0

I'm new to both awk and perl, so please bear with me. I have the following awk script:

awk '/regex1/{p = 0;} /regex2/{p = 1;} p'

What this basically does is print all lines staring from line matching with regex2 until a line matching with regex1 is found.

Example:

 regex1
 regex2
 line 1
 line 2
 regex1
 regex2
 regex1

Output:

 regex2
 line 1
 line 2
 regex2

Is it possible to simulate this using a perl one-liner? I know I can do it with a script saved in a file.

Edit:

A practical example:

24 May 2017 17:00:06,827 [INFO] 123456 (Blah : Blah1) Service-name:: Single line content

24 May 2017 17:00:06,828 [INFO] 567890 (Blah : Blah1) Service-name:: Content( May span multiple lines)

24 May 2017 17:00:06,829 [INFO] 123456 (Blah : Blah2) Service-name: Multiple line content.

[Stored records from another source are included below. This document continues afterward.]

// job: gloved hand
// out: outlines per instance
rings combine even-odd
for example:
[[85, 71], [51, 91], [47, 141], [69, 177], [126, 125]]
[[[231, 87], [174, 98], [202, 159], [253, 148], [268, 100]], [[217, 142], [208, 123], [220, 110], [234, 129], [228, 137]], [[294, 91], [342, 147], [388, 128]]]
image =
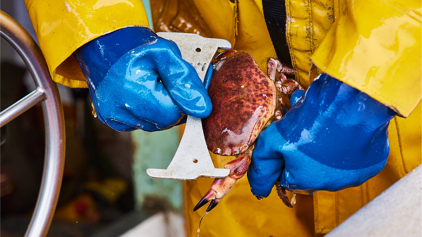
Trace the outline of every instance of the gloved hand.
[[150, 29], [127, 27], [100, 36], [74, 55], [100, 120], [113, 129], [152, 132], [203, 118], [212, 105], [176, 44]]
[[[303, 94], [294, 92], [292, 103]], [[385, 166], [388, 124], [395, 114], [366, 94], [322, 75], [260, 135], [247, 173], [252, 193], [268, 196], [279, 178], [287, 189], [303, 194], [360, 185]]]

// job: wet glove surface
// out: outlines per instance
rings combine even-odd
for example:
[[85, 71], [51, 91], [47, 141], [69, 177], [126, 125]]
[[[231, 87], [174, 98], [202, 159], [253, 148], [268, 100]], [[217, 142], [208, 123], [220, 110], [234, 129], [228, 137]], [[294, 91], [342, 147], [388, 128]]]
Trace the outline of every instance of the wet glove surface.
[[388, 127], [396, 113], [327, 74], [279, 121], [260, 135], [247, 176], [252, 193], [266, 197], [277, 179], [311, 194], [360, 185], [385, 165]]
[[113, 129], [149, 132], [203, 118], [212, 106], [193, 67], [173, 42], [141, 27], [95, 39], [74, 55], [100, 120]]

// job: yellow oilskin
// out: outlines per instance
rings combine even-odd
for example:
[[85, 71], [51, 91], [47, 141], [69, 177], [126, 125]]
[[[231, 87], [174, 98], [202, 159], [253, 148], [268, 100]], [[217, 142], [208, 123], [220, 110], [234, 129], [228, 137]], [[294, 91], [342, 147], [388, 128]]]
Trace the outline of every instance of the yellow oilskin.
[[[157, 7], [164, 2], [155, 0], [151, 3]], [[181, 8], [178, 14], [173, 12], [168, 14], [168, 19], [166, 19], [165, 10], [154, 7], [153, 17], [159, 19], [160, 23], [159, 25], [154, 25], [155, 29], [161, 26], [162, 30], [180, 30], [180, 28], [177, 28], [178, 25], [176, 24], [180, 21], [178, 20], [179, 18], [196, 19], [195, 22], [184, 24], [191, 24], [190, 29], [200, 29], [198, 30], [200, 34], [203, 34], [200, 26], [206, 24], [213, 30], [222, 25], [225, 26], [221, 26], [222, 29], [228, 25], [233, 26], [232, 30], [222, 31], [219, 36], [229, 40], [232, 44], [234, 43], [234, 49], [250, 53], [264, 70], [267, 58], [276, 57], [266, 29], [260, 1], [239, 1], [234, 5], [228, 0], [206, 2], [202, 4], [189, 0], [175, 2], [182, 8], [185, 5], [195, 6], [192, 7], [195, 10], [189, 12]], [[341, 7], [343, 5], [342, 2], [337, 0], [286, 1], [287, 43], [293, 66], [296, 70], [296, 78], [305, 88], [315, 76], [323, 72], [313, 64], [313, 54], [319, 50], [332, 25], [339, 17]], [[235, 13], [234, 19], [237, 21], [235, 24], [230, 22], [225, 23], [224, 21], [228, 19], [227, 17], [223, 20], [218, 17], [219, 11], [226, 13], [225, 15], [230, 15], [233, 7], [235, 11], [233, 12]], [[190, 12], [190, 15], [187, 12]], [[212, 20], [208, 18], [206, 21], [200, 16], [203, 13], [216, 17]], [[375, 18], [372, 20], [378, 20]], [[233, 31], [236, 32], [234, 39], [231, 38]], [[216, 37], [209, 31], [206, 33], [208, 34], [204, 35], [207, 37]], [[331, 48], [327, 50], [325, 53], [328, 55]], [[420, 69], [418, 70], [420, 72]], [[382, 84], [382, 82], [378, 83]], [[411, 84], [407, 80], [403, 80], [401, 83]], [[374, 89], [379, 87], [373, 86]], [[419, 90], [420, 88], [418, 87]], [[388, 97], [389, 94], [385, 96]], [[311, 237], [328, 232], [421, 163], [421, 110], [419, 102], [407, 118], [396, 117], [392, 120], [389, 129], [390, 153], [387, 166], [378, 175], [362, 185], [338, 192], [319, 191], [313, 195], [298, 194], [296, 204], [293, 208], [289, 208], [282, 203], [275, 189], [268, 197], [257, 200], [251, 193], [247, 179], [243, 177], [238, 180], [231, 191], [203, 220], [201, 234]], [[211, 157], [216, 167], [219, 168], [234, 159], [233, 156], [214, 154]], [[212, 181], [212, 179], [200, 178], [184, 183], [184, 213], [188, 236], [197, 235], [198, 221], [207, 205], [196, 212], [192, 210], [208, 190]], [[288, 196], [289, 199], [292, 197], [289, 192]]]
[[422, 95], [421, 21], [420, 1], [347, 1], [312, 59], [406, 117]]
[[53, 80], [87, 87], [72, 54], [85, 43], [125, 27], [148, 26], [141, 1], [26, 0], [30, 18]]
[[[78, 65], [69, 57], [73, 51], [100, 35], [127, 26], [147, 26], [148, 22], [140, 1], [86, 1], [79, 5], [66, 2], [69, 8], [53, 0], [27, 1], [26, 4], [54, 80], [70, 86], [86, 87]], [[275, 189], [268, 197], [257, 200], [243, 177], [203, 220], [201, 236], [313, 237], [326, 233], [421, 163], [420, 2], [286, 2], [287, 40], [296, 79], [303, 86], [307, 88], [315, 76], [326, 72], [408, 117], [391, 120], [386, 167], [362, 185], [338, 192], [298, 194], [296, 204], [289, 208]], [[276, 57], [260, 0], [151, 3], [157, 32], [196, 33], [226, 39], [234, 49], [251, 53], [264, 71], [267, 59]], [[380, 16], [381, 12], [387, 15]], [[411, 42], [419, 48], [413, 48]], [[365, 57], [370, 54], [371, 60]], [[234, 159], [211, 156], [219, 168]], [[201, 178], [184, 183], [188, 236], [198, 234], [198, 222], [206, 207], [195, 213], [192, 210], [212, 181]], [[291, 198], [288, 192], [288, 196]]]

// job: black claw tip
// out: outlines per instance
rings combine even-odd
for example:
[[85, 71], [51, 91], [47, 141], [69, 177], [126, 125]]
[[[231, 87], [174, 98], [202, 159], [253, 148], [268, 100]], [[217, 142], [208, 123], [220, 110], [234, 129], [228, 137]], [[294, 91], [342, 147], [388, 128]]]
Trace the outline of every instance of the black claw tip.
[[[195, 207], [193, 208], [193, 211], [195, 211], [199, 209], [201, 207], [205, 205], [207, 202], [208, 202], [208, 200], [203, 197], [202, 199], [199, 201], [199, 202], [198, 202], [198, 204], [197, 204], [195, 206]], [[213, 201], [214, 201], [214, 200]]]
[[218, 204], [218, 202], [216, 202], [215, 199], [213, 199], [212, 201], [211, 201], [211, 202], [210, 203], [210, 205], [209, 206], [208, 206], [208, 208], [207, 208], [207, 210], [206, 211], [208, 212], [210, 210], [212, 210], [213, 208], [215, 207], [215, 206], [217, 205], [217, 204]]

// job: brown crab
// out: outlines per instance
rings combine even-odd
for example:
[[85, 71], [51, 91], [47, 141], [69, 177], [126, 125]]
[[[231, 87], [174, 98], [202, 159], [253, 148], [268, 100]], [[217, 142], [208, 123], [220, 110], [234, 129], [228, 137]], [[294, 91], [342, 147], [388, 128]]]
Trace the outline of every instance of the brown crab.
[[[194, 211], [212, 200], [206, 210], [209, 211], [228, 193], [247, 171], [260, 133], [281, 118], [283, 96], [290, 97], [295, 90], [303, 89], [294, 80], [286, 78], [285, 75], [293, 76], [294, 70], [276, 59], [267, 61], [268, 76], [244, 51], [223, 52], [212, 64], [208, 93], [213, 110], [202, 120], [205, 140], [208, 149], [214, 154], [235, 156], [236, 159], [224, 165], [230, 170], [229, 176], [214, 180]], [[280, 73], [276, 80], [276, 71]], [[279, 188], [279, 196], [287, 205], [285, 190]]]

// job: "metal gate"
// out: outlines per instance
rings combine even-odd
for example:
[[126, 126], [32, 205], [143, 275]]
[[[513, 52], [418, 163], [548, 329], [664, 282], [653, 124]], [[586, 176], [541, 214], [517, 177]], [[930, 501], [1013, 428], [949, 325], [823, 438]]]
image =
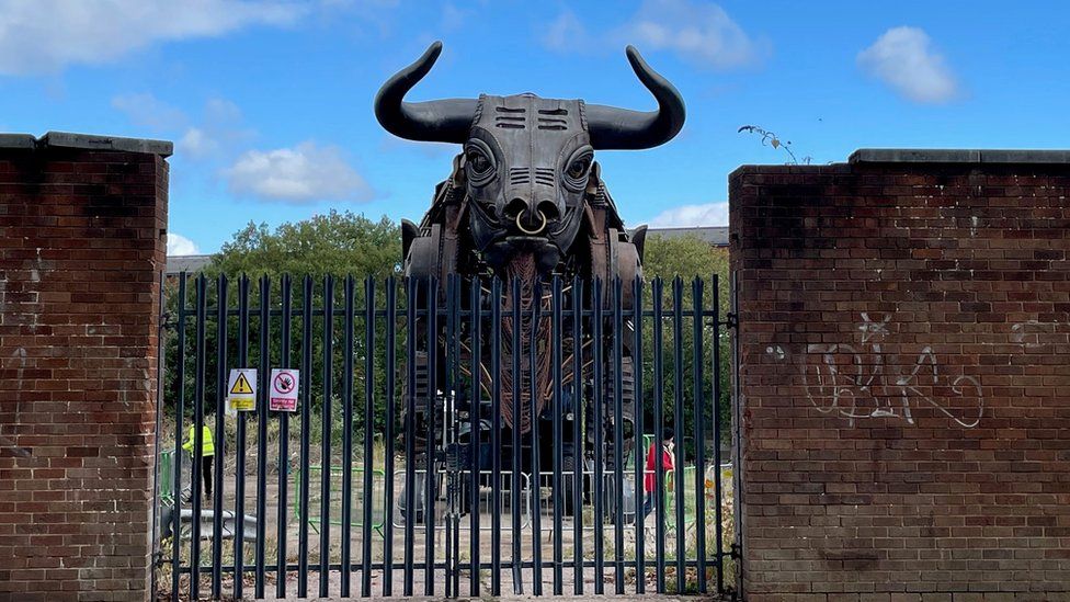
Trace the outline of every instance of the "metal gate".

Printing Object[ ID1=fac-adasd ID2=123231
ID3=123108 Status=Unknown
Code=530007 Dest=CA
]

24 May 2017 17:00:06,830 [INFO] 123456 (Blah : Blah1) Service-name:: Single line content

24 May 2017 17:00:06,831 [INFO] 567890 (Blah : Blah2) Service-name:: Content( May span multiple lines)

Given the search key 123456 I want to extract the following:

24 May 2017 17:00:06,827 [INFO] 123456 (Blah : Blah1) Service-name:: Single line content

24 May 2017 17:00:06,829 [INFO] 123456 (Blah : Blah2) Service-name: Multiple line content. Printing Object[ ID1=fac-adasd ID2=123231
ID3=123108 Status=Unknown
Code=530007 Dest=CA
]

24 May 2017 17:00:06,830 [INFO] 123456 (Blah : Blah1) Service-name:: Single line content

The following awk script does the job:
awk '/[0-9]{2}\s\w+\s[0-9]{4}/{n = 0} /123456/ {n =1}n' file

gitmorty
  • 263
  • 1
  • 2
  • 8
  • U know there is a progamm awk2perl which you could try? – JFS31 Jun 14 '17 at 12:21
  • for awk, see https://stackoverflow.com/a/38972737/4082052 for better ways... if you know how to write perl script, see https://stackoverflow.com/documentation/perl/3696/perl-one-liners#t=201706141257567028325 and http://perldoc.perl.org/perlrun.html#Command-Switches .. you'll want to use http://perldoc.perl.org/perlop.html#Range-Operators – Sundeep Jun 14 '17 at 13:00

2 Answers2

3
perl -ne 'print if (/regex2/ .. /regex1/) =~ /^\d+$/'

This is slightly crazy, but here's how it works:

  • -n adds an implicit loop over the input lines
  • the current line is in $_
  • the two bare regex matches (/regex2/, /regex1/) implicitly test against $_
  • we use .. in scalar context, which turns it into a stateful flip-flop operator

    By that I mean: X .. Y starts out in the "false" state. In the "false" state it only evaluates X. If X returns a false value, it remains in the "false" state (and returns false itself). Once X returns a true value, it moves into the "true" state and returns true.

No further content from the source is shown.